Chancellor Klein granted principals an unprecedented degree of budget autonomy in his most recent reorganization of the school system. Where principals once received their budgets mainly in the form of positions and programs, now they get a lump-sum allotment to spend as they see fit.

Klein assumes that a principal — rather than the central board or a superintendent — is in the best position to allocate money to meet the needs of the school’s students. That may be true in schools where principals work collaboratively with their staff and have their students’ interests at heart.
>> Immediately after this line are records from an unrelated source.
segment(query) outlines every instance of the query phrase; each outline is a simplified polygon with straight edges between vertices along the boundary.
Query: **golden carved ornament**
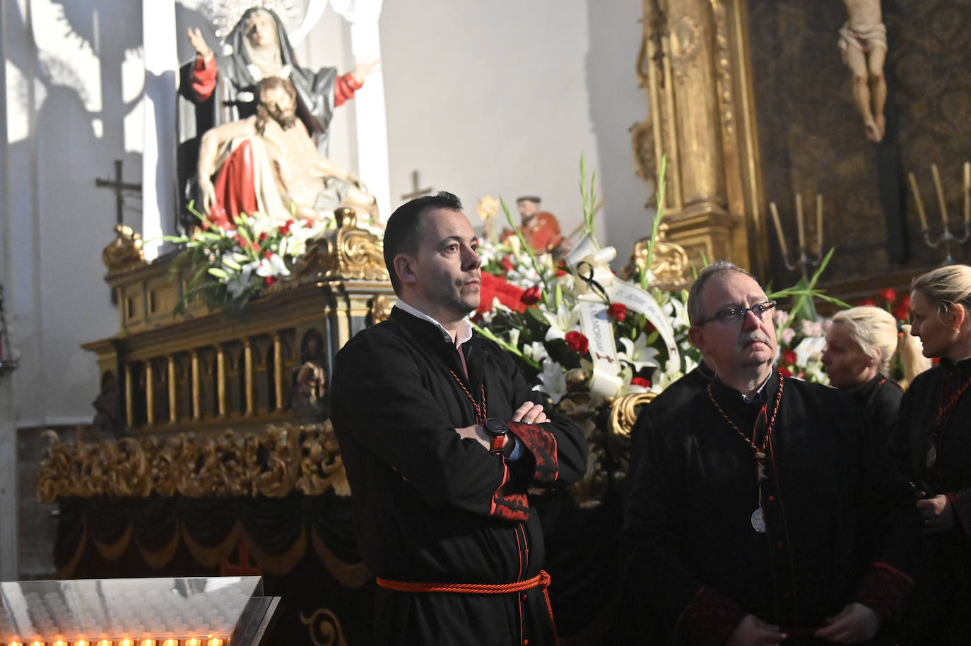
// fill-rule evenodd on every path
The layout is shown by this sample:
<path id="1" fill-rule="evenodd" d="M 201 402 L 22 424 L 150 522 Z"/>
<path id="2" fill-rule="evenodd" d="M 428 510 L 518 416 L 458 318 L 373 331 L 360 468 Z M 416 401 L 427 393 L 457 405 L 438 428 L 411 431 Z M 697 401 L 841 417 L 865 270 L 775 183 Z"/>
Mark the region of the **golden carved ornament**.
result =
<path id="1" fill-rule="evenodd" d="M 651 286 L 669 291 L 685 289 L 691 282 L 688 276 L 691 262 L 685 247 L 665 240 L 667 229 L 667 224 L 657 227 L 657 242 L 654 244 L 653 260 L 651 262 L 651 273 L 654 275 L 654 279 L 651 282 Z M 644 238 L 634 244 L 630 252 L 630 261 L 620 275 L 623 278 L 634 275 L 636 268 L 644 266 L 647 255 L 648 239 Z"/>
<path id="2" fill-rule="evenodd" d="M 142 236 L 123 224 L 115 225 L 115 233 L 117 237 L 101 252 L 101 261 L 108 268 L 108 275 L 145 267 Z"/>
<path id="3" fill-rule="evenodd" d="M 353 209 L 342 207 L 334 215 L 337 230 L 307 245 L 290 276 L 277 283 L 280 289 L 333 278 L 387 280 L 381 239 L 357 226 Z"/>
<path id="4" fill-rule="evenodd" d="M 607 445 L 618 457 L 619 477 L 623 477 L 630 468 L 630 432 L 637 422 L 637 413 L 641 406 L 651 404 L 655 397 L 656 393 L 631 393 L 614 400 L 607 422 L 607 428 L 610 430 Z"/>
<path id="5" fill-rule="evenodd" d="M 92 444 L 62 442 L 43 435 L 48 446 L 37 476 L 37 500 L 60 498 L 282 498 L 333 489 L 351 493 L 329 421 L 280 424 L 260 433 L 226 431 L 216 437 L 179 434 L 164 438 L 122 437 Z"/>

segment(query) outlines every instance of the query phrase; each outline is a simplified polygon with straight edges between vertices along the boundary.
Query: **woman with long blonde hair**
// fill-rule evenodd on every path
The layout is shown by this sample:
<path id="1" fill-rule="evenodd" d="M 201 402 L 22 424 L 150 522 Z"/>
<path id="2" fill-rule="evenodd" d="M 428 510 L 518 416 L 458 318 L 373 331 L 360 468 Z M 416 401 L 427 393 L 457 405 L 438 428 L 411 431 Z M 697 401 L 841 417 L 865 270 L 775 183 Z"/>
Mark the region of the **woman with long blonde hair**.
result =
<path id="1" fill-rule="evenodd" d="M 967 643 L 971 635 L 971 267 L 919 276 L 913 328 L 940 364 L 904 393 L 889 449 L 918 490 L 925 575 L 907 618 L 915 644 Z"/>
<path id="2" fill-rule="evenodd" d="M 872 306 L 837 312 L 826 331 L 822 366 L 829 383 L 848 390 L 866 411 L 870 426 L 886 443 L 896 425 L 903 389 L 915 374 L 930 367 L 921 341 L 897 330 L 893 314 Z M 893 360 L 900 356 L 904 378 L 893 380 Z"/>

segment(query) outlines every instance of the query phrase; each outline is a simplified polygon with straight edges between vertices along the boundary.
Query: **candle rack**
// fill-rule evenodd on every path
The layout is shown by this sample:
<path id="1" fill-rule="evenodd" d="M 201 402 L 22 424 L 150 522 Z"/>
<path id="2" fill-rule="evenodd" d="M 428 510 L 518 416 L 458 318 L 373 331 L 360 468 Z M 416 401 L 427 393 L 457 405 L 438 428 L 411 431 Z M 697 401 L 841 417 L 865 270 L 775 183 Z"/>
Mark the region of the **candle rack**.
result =
<path id="1" fill-rule="evenodd" d="M 937 203 L 941 210 L 941 235 L 937 240 L 932 240 L 930 236 L 930 225 L 927 224 L 927 213 L 923 209 L 923 200 L 921 199 L 921 188 L 918 186 L 917 178 L 913 173 L 908 173 L 911 192 L 914 193 L 914 201 L 917 203 L 917 214 L 921 218 L 921 233 L 923 236 L 923 242 L 932 249 L 936 249 L 941 244 L 947 251 L 947 257 L 942 265 L 953 265 L 954 257 L 951 253 L 953 244 L 961 245 L 971 238 L 971 162 L 964 162 L 964 178 L 962 192 L 964 194 L 964 232 L 961 235 L 954 235 L 951 232 L 950 217 L 948 216 L 948 204 L 944 199 L 944 186 L 941 183 L 941 174 L 937 170 L 937 164 L 930 165 L 930 174 L 934 178 L 934 191 L 937 193 Z"/>
<path id="2" fill-rule="evenodd" d="M 803 220 L 802 195 L 799 193 L 795 195 L 796 234 L 799 240 L 799 255 L 795 262 L 790 262 L 789 260 L 788 245 L 786 243 L 786 235 L 783 232 L 783 224 L 779 219 L 779 210 L 776 208 L 775 202 L 769 204 L 769 210 L 772 211 L 772 222 L 776 225 L 779 249 L 782 251 L 783 262 L 786 263 L 786 268 L 790 272 L 798 268 L 803 279 L 808 280 L 810 270 L 818 267 L 820 261 L 822 259 L 822 195 L 819 193 L 816 195 L 816 243 L 812 248 L 806 244 L 806 225 Z"/>

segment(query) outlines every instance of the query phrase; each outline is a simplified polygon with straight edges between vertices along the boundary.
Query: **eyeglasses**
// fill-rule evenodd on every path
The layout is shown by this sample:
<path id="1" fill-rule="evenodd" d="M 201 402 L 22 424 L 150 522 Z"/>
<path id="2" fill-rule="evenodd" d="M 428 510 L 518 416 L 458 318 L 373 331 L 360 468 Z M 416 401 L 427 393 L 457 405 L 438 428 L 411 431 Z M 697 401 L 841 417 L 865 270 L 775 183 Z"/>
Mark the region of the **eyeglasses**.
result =
<path id="1" fill-rule="evenodd" d="M 764 320 L 765 312 L 774 308 L 776 307 L 775 301 L 766 301 L 765 303 L 756 303 L 751 307 L 728 307 L 727 309 L 721 309 L 715 312 L 704 321 L 701 322 L 702 325 L 706 323 L 711 323 L 712 321 L 718 321 L 723 325 L 729 325 L 731 323 L 737 323 L 745 318 L 746 313 L 752 312 L 755 315 L 758 320 Z"/>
But without any system of oversight, autonomy means unscrupulous principals can misuse resources with impunity. Take PS 114 in Canarsie [see “Leading the way to disaster” on page 27]. In this school of 900 kids, Principal Maria Penaherrara has padded her staff with four APs, one of whom serves double-duty as her chauffeur, and six staff developers. When the budgetary chickens came home to roost this fall, she dealt with the school’s deficit by eliminating the acclaimed reading intervention program Project Read, letting go of two substitute special education paras who had been promised full-time positions and dismissing an F-status teacher who is a new mother. As early as September, the principal was splitting up classes when a teacher was absent because she had no money for substitutes. Penaherrara also refused — until the UFT complained — to put on regular payroll a certified teacher who had been covering a permanent vacancy for three months.

UFT members and parents are rightfully up in arms. When the union complained to DOE officials at the Integrated Service Center that services PS 114, these officials said that they had no authority to order the principal to spend her funds differently, only to suggest changes.

In a vast system like New York City’s, school spending needs to be monitored so principals who don’t care about education can’t run amok with their budgets. Oversight need not be micromanagement, but it should ensure that all students are well served. Otherwise the freedom to spend means the freedom to spend unwisely.